One question that you’ve most likely asked yourself thanks to spending so much time at home is, “How do I go through so many containers?” Hollie Velten-Lattrell, who runs a creative design studio in Maplewood, N.J., can’t exactly answer that. But she does have an innovative way to repurpose your empty cans, toilet paper rolls and old newspapers: by making a “junk vessel.”

Velten-Lattrell, her husband, who is an animator, and their two young children have made dozens of these vases from assorted trash that is papier-mached and then colorfully painted.

While these vases shouldn’t be exposed to water, they are perfect for holding dried flowers or pens, or can stand alone as statement pieces on your bookshelves. Follow these steps to turn your trash into your own artsy junk vessel.

Make your vessel’s form

1. To start, you’ll need to comb through your trash and recyclables for the makings of a large, sturdy base — a plastic or cardboard box should do the trick. Tissue boxes, cans and oatmeal or breadcrumb containers are good circular options. You may have to combine multiple items, like two plastic cups.

2. Then, look for a longer, tubular item — like an empty toilet paper or paper towel roll — to mimic the neck of a traditional vase. To attach this to the junk vessel’s base, use generous amounts of masking tape. Painter’s tape and duct tape also work, as would a hot glue gun.

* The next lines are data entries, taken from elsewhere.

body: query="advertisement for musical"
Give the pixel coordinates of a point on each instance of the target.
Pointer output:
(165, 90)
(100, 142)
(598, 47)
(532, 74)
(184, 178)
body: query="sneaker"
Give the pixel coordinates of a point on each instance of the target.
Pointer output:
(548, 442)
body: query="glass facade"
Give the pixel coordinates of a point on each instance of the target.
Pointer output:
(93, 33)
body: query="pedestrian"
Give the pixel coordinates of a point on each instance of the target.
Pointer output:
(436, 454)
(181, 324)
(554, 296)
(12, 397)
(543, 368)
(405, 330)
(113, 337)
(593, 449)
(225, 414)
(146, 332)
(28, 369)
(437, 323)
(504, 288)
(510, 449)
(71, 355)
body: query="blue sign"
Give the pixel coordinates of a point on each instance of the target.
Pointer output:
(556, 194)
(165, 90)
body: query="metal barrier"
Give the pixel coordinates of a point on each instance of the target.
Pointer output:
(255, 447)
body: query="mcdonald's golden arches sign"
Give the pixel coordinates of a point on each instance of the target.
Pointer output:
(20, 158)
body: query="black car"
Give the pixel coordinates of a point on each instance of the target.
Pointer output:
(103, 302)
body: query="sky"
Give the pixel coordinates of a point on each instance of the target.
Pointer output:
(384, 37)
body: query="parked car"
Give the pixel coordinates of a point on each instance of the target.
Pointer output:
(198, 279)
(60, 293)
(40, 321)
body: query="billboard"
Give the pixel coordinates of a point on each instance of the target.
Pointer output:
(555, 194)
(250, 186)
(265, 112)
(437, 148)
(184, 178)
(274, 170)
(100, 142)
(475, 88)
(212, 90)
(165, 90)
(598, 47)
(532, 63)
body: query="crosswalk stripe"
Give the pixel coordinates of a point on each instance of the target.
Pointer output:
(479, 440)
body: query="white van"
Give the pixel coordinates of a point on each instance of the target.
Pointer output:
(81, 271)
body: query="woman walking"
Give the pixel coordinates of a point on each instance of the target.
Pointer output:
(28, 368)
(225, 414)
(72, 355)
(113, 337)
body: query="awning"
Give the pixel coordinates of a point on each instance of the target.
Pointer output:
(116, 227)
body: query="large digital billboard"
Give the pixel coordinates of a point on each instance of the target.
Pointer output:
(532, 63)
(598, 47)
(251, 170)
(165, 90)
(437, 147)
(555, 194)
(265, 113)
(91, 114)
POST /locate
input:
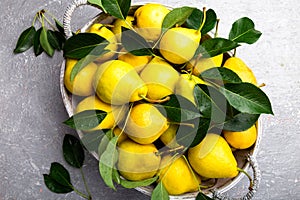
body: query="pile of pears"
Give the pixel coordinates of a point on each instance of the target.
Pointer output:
(127, 87)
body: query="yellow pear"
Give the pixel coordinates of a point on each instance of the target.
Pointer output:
(200, 65)
(241, 139)
(138, 62)
(178, 45)
(213, 158)
(169, 136)
(241, 69)
(177, 177)
(93, 102)
(116, 82)
(104, 32)
(145, 123)
(160, 79)
(119, 23)
(137, 161)
(149, 19)
(185, 86)
(82, 85)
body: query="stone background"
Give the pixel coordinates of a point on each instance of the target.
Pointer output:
(31, 108)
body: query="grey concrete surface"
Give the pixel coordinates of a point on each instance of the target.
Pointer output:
(31, 108)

3. To make your vessel’s form more elaborate, add handles, knobs or flaps by cutting out shapes from any leftover cardboard you might have. You can tape or glue these on.

Papier-mache your structure

1. Cut or tear your newspaper into strips; make more strips than you think you’ll need.

2. Make your paste: Velten-Lattrell uses Mod Podge glue and she also recommends wallpaper glue, but most liquid glues should work. Whatever glue you decide to use, start with a ratio of two parts glue to one part water so that it’s viscous.

3. Dip your strips into your glue mixture. Pull the strip between your thumb and forefinger to remove excess globs of paste.

4. Layer the vessel with strips until it is fully covered and let dry completely.

5. Repeat so that your vessel has a minimum of two dried papier-mache layers.

Paint and decorate

1. Using any paint you have around the house, transform your vessel into a colorful decoration. Velten-Lattrell often uses chalk paint and kid-friendly washable tempera.

2. Let the first coat of paint dry completely and assess if it needs a second base coat.

3. Add patterns, stripes, blocks of color — anything your heart desires.